Ok, so, from the of_node of an unknown device that has been
passed through to a VM, if the DT node has:
ibm,gpu
ibm,nvlink
memory-region
Is that enough to justify the rlimit adjustment for NVLink2?
This is the idea, yes. To be on a safe side, you might want to limit the
check to the IBM vendor ID (not even sure about the device id) and PCI
bridges only.
>
> I could do better of course and allow adjusting the limit to cover let's
> say 66TiB instead of 128TiB, it just seems to be unnecessary
> complication (we already allocate only required amount of TCE entries on
> demand).
>
>
>
>>>>>> Thinking about it a bit more, since this is NVIDIA-specific,
>>>>>> having an
>>>>>> NVIDIA-only sysfs attribute doesn't help the node-device
driver I
>>>>>> mentioned
>>>>>> above.

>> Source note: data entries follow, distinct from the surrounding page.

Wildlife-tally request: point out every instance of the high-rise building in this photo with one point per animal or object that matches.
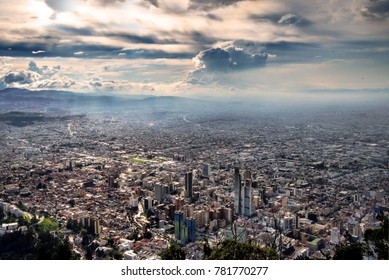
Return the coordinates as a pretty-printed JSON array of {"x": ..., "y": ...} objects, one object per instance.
[
  {"x": 206, "y": 170},
  {"x": 247, "y": 205},
  {"x": 188, "y": 184},
  {"x": 237, "y": 192},
  {"x": 335, "y": 236},
  {"x": 191, "y": 226},
  {"x": 178, "y": 224},
  {"x": 158, "y": 192}
]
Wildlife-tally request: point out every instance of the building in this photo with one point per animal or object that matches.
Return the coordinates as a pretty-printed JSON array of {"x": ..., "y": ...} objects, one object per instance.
[
  {"x": 191, "y": 227},
  {"x": 237, "y": 192},
  {"x": 206, "y": 170},
  {"x": 247, "y": 205},
  {"x": 335, "y": 236},
  {"x": 188, "y": 184},
  {"x": 158, "y": 192},
  {"x": 178, "y": 224}
]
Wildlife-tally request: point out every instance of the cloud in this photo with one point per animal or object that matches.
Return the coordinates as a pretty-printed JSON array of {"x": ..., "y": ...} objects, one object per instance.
[
  {"x": 34, "y": 68},
  {"x": 212, "y": 65},
  {"x": 23, "y": 77},
  {"x": 229, "y": 58},
  {"x": 376, "y": 9},
  {"x": 38, "y": 52},
  {"x": 290, "y": 19},
  {"x": 209, "y": 5}
]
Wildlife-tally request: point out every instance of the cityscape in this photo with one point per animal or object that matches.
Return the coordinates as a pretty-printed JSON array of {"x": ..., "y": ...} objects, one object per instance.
[
  {"x": 303, "y": 183},
  {"x": 194, "y": 130}
]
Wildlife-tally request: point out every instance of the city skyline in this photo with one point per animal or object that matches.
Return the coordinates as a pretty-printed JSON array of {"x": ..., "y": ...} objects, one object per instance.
[{"x": 259, "y": 49}]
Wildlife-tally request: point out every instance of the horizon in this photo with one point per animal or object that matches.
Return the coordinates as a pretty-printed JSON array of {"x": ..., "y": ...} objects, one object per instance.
[{"x": 237, "y": 50}]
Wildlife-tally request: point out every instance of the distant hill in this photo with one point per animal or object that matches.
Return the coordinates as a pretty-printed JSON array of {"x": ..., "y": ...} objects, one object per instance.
[{"x": 13, "y": 99}]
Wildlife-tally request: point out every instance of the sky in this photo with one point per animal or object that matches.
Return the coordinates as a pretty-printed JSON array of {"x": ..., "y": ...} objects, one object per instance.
[{"x": 234, "y": 48}]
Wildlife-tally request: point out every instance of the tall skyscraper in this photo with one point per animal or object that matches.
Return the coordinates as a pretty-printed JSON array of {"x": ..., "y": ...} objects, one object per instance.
[
  {"x": 238, "y": 192},
  {"x": 191, "y": 226},
  {"x": 158, "y": 192},
  {"x": 247, "y": 205},
  {"x": 188, "y": 184},
  {"x": 206, "y": 170},
  {"x": 178, "y": 224}
]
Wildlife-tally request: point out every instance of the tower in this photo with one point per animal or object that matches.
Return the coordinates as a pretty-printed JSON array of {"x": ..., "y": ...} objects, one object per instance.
[
  {"x": 247, "y": 205},
  {"x": 158, "y": 192},
  {"x": 206, "y": 170},
  {"x": 188, "y": 185},
  {"x": 238, "y": 192},
  {"x": 178, "y": 224}
]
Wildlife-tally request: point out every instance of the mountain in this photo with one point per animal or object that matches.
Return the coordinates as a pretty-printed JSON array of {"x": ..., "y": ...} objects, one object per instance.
[{"x": 13, "y": 99}]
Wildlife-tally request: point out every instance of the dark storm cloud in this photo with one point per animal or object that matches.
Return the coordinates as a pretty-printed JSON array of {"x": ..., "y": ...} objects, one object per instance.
[
  {"x": 125, "y": 36},
  {"x": 54, "y": 49},
  {"x": 22, "y": 77},
  {"x": 282, "y": 19},
  {"x": 153, "y": 2},
  {"x": 209, "y": 5},
  {"x": 204, "y": 5},
  {"x": 376, "y": 9},
  {"x": 75, "y": 30},
  {"x": 151, "y": 54},
  {"x": 140, "y": 39},
  {"x": 214, "y": 17},
  {"x": 229, "y": 58},
  {"x": 109, "y": 2},
  {"x": 57, "y": 5}
]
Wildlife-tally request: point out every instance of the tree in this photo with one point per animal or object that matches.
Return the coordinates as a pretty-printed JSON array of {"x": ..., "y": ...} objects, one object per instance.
[
  {"x": 232, "y": 249},
  {"x": 173, "y": 252},
  {"x": 378, "y": 239}
]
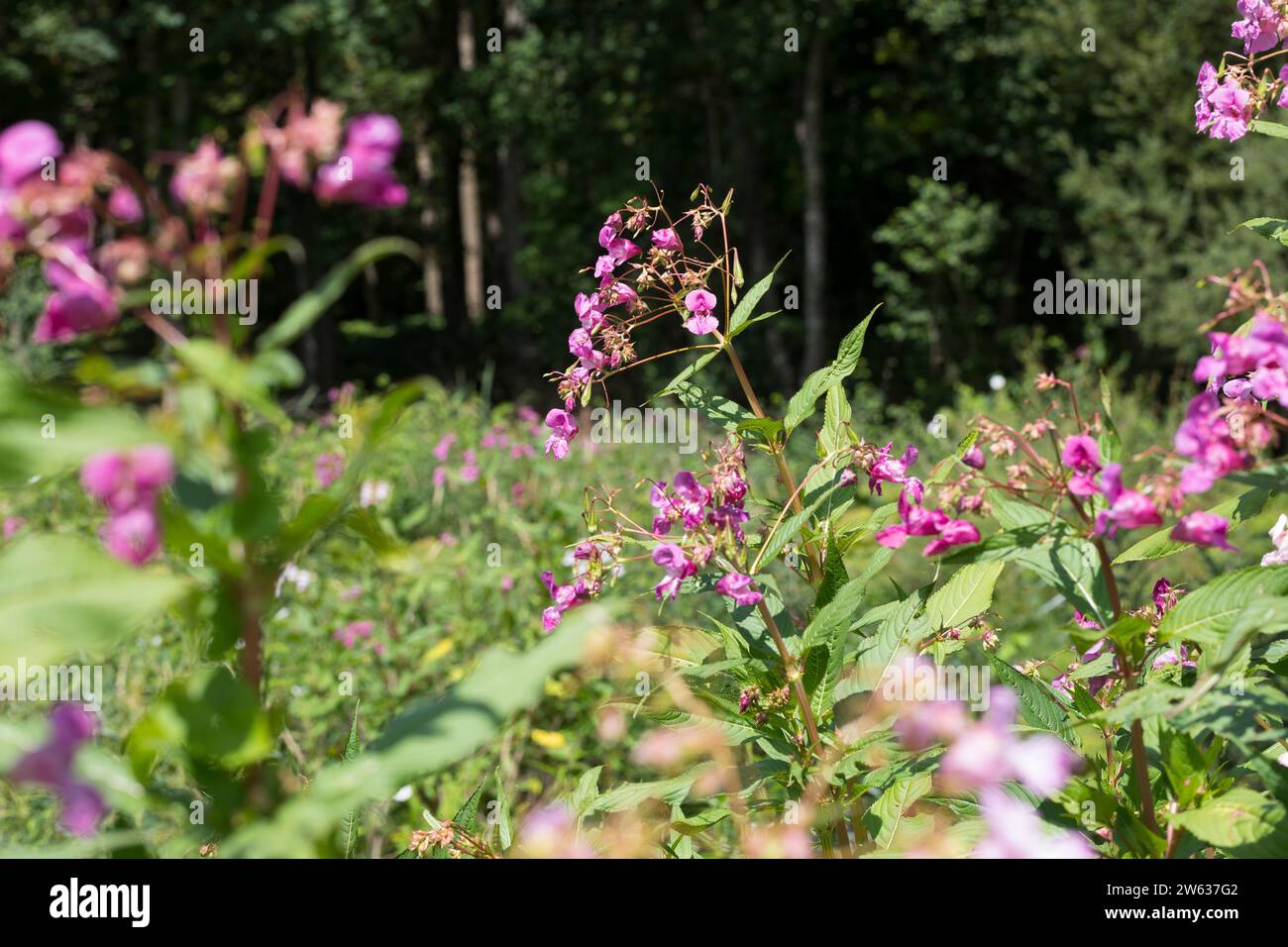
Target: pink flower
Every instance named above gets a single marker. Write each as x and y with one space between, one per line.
362 171
52 764
988 753
1128 509
133 536
327 468
1016 830
738 587
1232 111
25 147
563 428
201 180
1081 454
124 205
1203 528
76 307
954 532
355 630
666 239
699 303
1205 436
678 567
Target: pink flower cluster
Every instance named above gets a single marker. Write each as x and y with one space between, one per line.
128 483
601 343
52 764
983 755
915 519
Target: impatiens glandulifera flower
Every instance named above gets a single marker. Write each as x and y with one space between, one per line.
700 303
128 484
738 587
563 431
666 239
1128 509
1261 26
1082 455
988 753
1016 830
678 567
362 171
52 764
327 468
917 521
1278 535
1203 528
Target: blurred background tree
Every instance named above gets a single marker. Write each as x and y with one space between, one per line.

In general, we try to avoid introducing vendor-specific
>>>>>> code, so nodedev
>>>>>> might not be the right place to check for the attribute (because
>>>>>> it's not
>>>>>> universal and would require vendor-specific elements), but I
think
>>>>>> we could
>>>>>> have an NVLink helper reading this sysfs attribute(s) elsewhere
in
>>>>>> libvirt
>>>>>> codebase.
>>>>>>
>>>>>> Erik
>
>
--
Alexey